Although much of the media attention has been focused on the medics, hundreds of others have been abused in detention and given unfair trials. The Bahraini regime has detained around 1500 people since it cracked down on democracy protests in February, and I have met many people who give credible reports of having been mistreated or tortured in detention.
Not all the human rights violations are committed in courts, police stations or prison cells. Those who join the almost daily demonstrations for democracy continue to be shot at by security forces that target them with tear gas, sound bombs, rubber bullets and birds shot. Several protesters have been killed in recent weeks.
Others defy the obvious danger and continue to expose the truth about the violent crackdown in Bahrain. Bahrainis who stand up publicly to promote human rights risk harassment and arrest. Human rights defenders remain in constant jeopardy from the Bahraini dictatorship. Despite those threats, they continue to document human rights abuses and work for political freedom. Below are some of their stories:
Al-Durazi has also paid a price professionally. Until this year, he taught English at the University of Bahrain. This past summer, he told Human Rights First that he and 18 other academics were suspended in April and ultimately dismissed in August. The University ignored all the normal disciplinary procedures as it carried out their dismissal. The school subsequently turned in al-Durazi and his colleagues to the public prosecutor, who then accused them of taking part in peaceful protests. In addition to al-Durazi and his colleagues, the university has dismissed hundreds of students in recent months. Across the country, an estimated 2,700 people have been dismissed or suspended from their jobs during the crackdown.

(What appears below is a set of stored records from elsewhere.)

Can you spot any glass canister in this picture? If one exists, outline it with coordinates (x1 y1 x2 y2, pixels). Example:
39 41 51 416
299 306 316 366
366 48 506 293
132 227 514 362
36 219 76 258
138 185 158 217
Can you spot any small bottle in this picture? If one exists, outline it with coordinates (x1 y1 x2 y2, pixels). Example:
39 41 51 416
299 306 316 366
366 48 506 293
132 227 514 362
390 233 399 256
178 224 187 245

Fakhrawi’s stepdaughter also says that when his body was returned to the family they were warned not to take pictures of it. Despite that threat, dozens of pictures were taken and appeared on the internet. His body shows cuts and severe bruises on his arms and legs. His death certificate says he died at 1 p.m. on April 11 from kidney failure arising from heart problems, a claim strongly denied by his family.

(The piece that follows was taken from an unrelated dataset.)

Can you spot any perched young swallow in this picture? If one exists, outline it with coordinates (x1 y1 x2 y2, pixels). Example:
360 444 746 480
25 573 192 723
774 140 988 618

Mansoor Al-Jamri, the Al-Wasat’s editor, as well as managing editor Walid Nouihid and local news editor Aqil Mirza, have been prosecuted on charges of disseminating false information and undermining the country’s image. All three were forced to resign in April when the newspaper was temporarily banned.
Al-Jamri Al-Jamri, a respected journalist in the region and beyond, has been awarded an International Press Freedom Award this year by the Committee to Protect Journalists. He admits that several news articles that appeared in the paper contained false information, but he notes that all of this information was thought to be credible and was sent from the same IP address. Al-Jamri suspects that the newspaper was set up, especially as it has been target of a major smear campaign in the government media in recent months.

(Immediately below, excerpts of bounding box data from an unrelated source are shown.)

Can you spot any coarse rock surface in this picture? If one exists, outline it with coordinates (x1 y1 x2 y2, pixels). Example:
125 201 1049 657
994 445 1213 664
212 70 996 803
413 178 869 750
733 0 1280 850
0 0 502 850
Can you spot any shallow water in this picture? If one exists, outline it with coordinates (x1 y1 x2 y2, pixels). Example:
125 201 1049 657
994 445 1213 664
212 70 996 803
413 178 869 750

Al-Jamri told me, “We presented our case to the court and provided all the information that showed how Al Wasat was targeted and how it was set up during the critical period which Bahrain underwent after the declaration of National Safety Law (martial law) on 15 March 2011. It was on 15 March 2011 that the Al Wasat printing press was attacked and damaged, and the staff of Al Wasat had to stay at home and work outside their offices. At this time, some pieces of news were planted in the newspaper system and got published as part of a set up. … The government forced me out of my position on 3 April 2011 but the majority of the investors voted to reinstate me on 4 August 2011.”
Many Bahrainis — celebrated and unknown — face constant harassment from the government. They assume their phones are tapped and their emails read by security force agents. They endure abuse and work despite the threats. They continue to show enormous courage in calling for democracy and human rights, in asserting their freedoms of expression and association, and in doing many of the things people in the United States take for granted.